El énfasis que se ha dado al uso de la tecnología (“nuestra” tecnología) revela en muchos casos una secreta esperanza: que finalmente estos pueblos se hayan “normalizado”. Y este es el tercer elemento de confusión, porque tecnología no significa necesariamente secularización y la eliminación del elemento islámico es un engaño. Estos países son y seguirán siendo ampliamente musulmanes y la confrontación política se desarrollará sobre el eje económico y de la justicia social, pero también (y quizá aún más) sobre el de la identidad comunitaria.

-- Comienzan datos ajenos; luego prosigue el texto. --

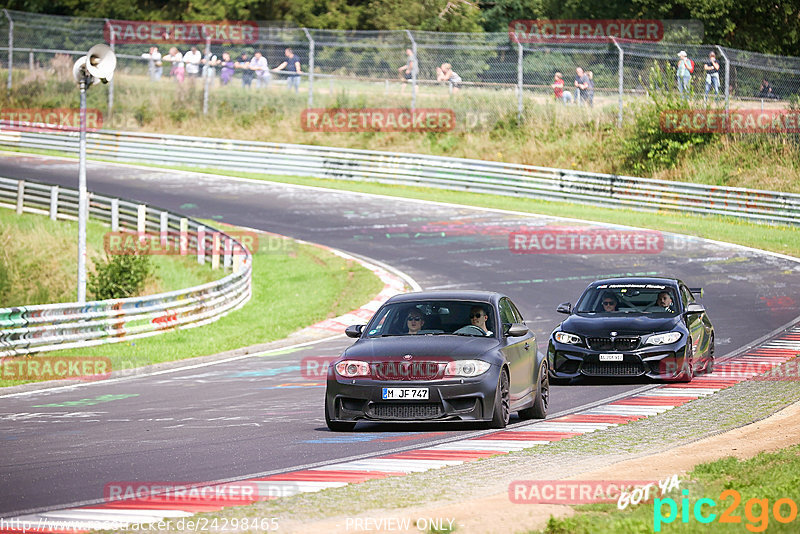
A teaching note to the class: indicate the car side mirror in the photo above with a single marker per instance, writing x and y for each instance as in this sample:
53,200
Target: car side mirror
694,308
354,330
517,330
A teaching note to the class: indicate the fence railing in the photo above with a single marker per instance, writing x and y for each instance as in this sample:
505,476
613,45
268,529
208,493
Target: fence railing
478,176
31,329
496,72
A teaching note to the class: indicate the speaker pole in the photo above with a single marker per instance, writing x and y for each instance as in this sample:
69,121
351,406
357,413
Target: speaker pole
82,198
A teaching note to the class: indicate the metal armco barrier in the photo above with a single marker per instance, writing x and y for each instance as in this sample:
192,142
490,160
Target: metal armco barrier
31,329
430,171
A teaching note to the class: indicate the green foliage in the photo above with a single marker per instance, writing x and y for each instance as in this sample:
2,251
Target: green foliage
120,276
647,147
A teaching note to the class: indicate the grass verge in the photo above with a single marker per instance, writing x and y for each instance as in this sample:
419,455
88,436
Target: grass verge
293,286
39,261
753,487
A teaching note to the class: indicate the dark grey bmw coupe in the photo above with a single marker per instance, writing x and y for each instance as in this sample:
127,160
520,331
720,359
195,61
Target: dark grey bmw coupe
631,327
439,356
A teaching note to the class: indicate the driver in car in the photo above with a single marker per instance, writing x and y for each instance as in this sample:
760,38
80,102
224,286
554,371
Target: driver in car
414,321
609,302
478,317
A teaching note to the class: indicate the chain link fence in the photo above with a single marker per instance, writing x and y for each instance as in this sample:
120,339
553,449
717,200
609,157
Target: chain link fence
482,77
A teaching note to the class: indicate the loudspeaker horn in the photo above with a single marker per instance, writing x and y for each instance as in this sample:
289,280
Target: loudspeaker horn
101,62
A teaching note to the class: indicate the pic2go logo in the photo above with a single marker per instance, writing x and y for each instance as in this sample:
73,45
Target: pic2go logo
783,511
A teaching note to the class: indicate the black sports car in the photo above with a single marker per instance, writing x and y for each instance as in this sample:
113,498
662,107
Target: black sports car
633,327
439,356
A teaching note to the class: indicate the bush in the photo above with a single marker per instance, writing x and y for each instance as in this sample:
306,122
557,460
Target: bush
647,148
120,276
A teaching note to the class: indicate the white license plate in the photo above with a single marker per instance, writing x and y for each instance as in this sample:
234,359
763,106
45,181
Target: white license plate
404,394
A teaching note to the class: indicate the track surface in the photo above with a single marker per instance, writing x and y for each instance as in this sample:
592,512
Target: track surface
259,414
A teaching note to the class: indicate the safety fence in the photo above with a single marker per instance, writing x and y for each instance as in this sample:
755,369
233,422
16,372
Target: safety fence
458,174
32,329
498,75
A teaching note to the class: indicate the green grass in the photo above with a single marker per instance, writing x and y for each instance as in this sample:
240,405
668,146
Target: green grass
39,261
767,476
550,135
293,287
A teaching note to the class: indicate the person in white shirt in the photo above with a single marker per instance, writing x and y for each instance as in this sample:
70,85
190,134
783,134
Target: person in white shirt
178,68
259,64
154,64
192,59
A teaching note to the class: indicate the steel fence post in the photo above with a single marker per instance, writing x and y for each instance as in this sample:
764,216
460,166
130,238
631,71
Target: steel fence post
519,82
207,75
620,71
727,78
111,81
10,46
310,68
414,71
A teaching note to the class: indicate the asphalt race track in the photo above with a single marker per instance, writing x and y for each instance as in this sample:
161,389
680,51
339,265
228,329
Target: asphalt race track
259,414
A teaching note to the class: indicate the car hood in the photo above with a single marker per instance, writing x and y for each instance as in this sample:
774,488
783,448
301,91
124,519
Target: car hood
634,324
445,346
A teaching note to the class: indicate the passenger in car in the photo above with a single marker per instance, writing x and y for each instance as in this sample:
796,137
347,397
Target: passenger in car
609,302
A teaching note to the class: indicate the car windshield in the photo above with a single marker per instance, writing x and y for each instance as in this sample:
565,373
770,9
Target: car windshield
433,317
629,298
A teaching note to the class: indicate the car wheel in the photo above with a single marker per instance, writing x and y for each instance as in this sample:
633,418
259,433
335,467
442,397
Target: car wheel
539,408
337,426
688,364
708,368
502,402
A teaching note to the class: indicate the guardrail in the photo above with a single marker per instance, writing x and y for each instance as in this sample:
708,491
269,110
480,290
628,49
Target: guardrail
31,329
430,171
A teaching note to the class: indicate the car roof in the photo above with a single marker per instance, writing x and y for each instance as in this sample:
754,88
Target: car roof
463,294
636,280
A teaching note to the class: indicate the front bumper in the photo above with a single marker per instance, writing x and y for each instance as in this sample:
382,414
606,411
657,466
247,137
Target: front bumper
453,399
664,362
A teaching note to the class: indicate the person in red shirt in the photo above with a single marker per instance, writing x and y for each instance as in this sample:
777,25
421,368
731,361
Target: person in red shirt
558,89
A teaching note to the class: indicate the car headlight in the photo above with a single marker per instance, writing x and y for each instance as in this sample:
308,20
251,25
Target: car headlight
663,339
467,368
352,368
566,337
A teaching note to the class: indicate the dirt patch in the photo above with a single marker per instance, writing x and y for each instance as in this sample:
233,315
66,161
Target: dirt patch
497,514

La impresión, al término de una breve estancia en Túnez y sin pretensiones de generalización, es que la sociedad vive un grandísimo fermento. Se ha destapado una olla en ebullición. Los impulsos son extremadamente contradictorios y los dos peligros principales son, en primer lugar, el recurso a la violencia pura y dura, predicada en los grupos salafistas más extremistas y, segundo, la carrera a la hegemonía que, si no se definen de modo claro los principios fundamentales del Estado, podría abrir la puerta a derivas totalitarias. Viceversa, una convergencia suficientemente amplia alrededor de algunos principios, sobre todo en la fase constituyente, sentaría las bases para un futuro menos conflictivo. En verdad, en estas revueltas la incidencia de la violencia ha sido muy diversa y es evidente que la transición hacia nuevas modalidades de organizar el poder tiene más posibilidades de éxito donde menos sangre se ha derramado.
Una consideración final que también es un deseo: en el pasado, el aparente énfasis de Occidente sobre los derechos humanos se vio obstaculizado en los hechos por consideraciones estratégicas. Ahora la coartada ha caído. ¿Se sabrán aprovechar todas las oportunidades que ofrece esta inédita convergencia entre principios e intereses?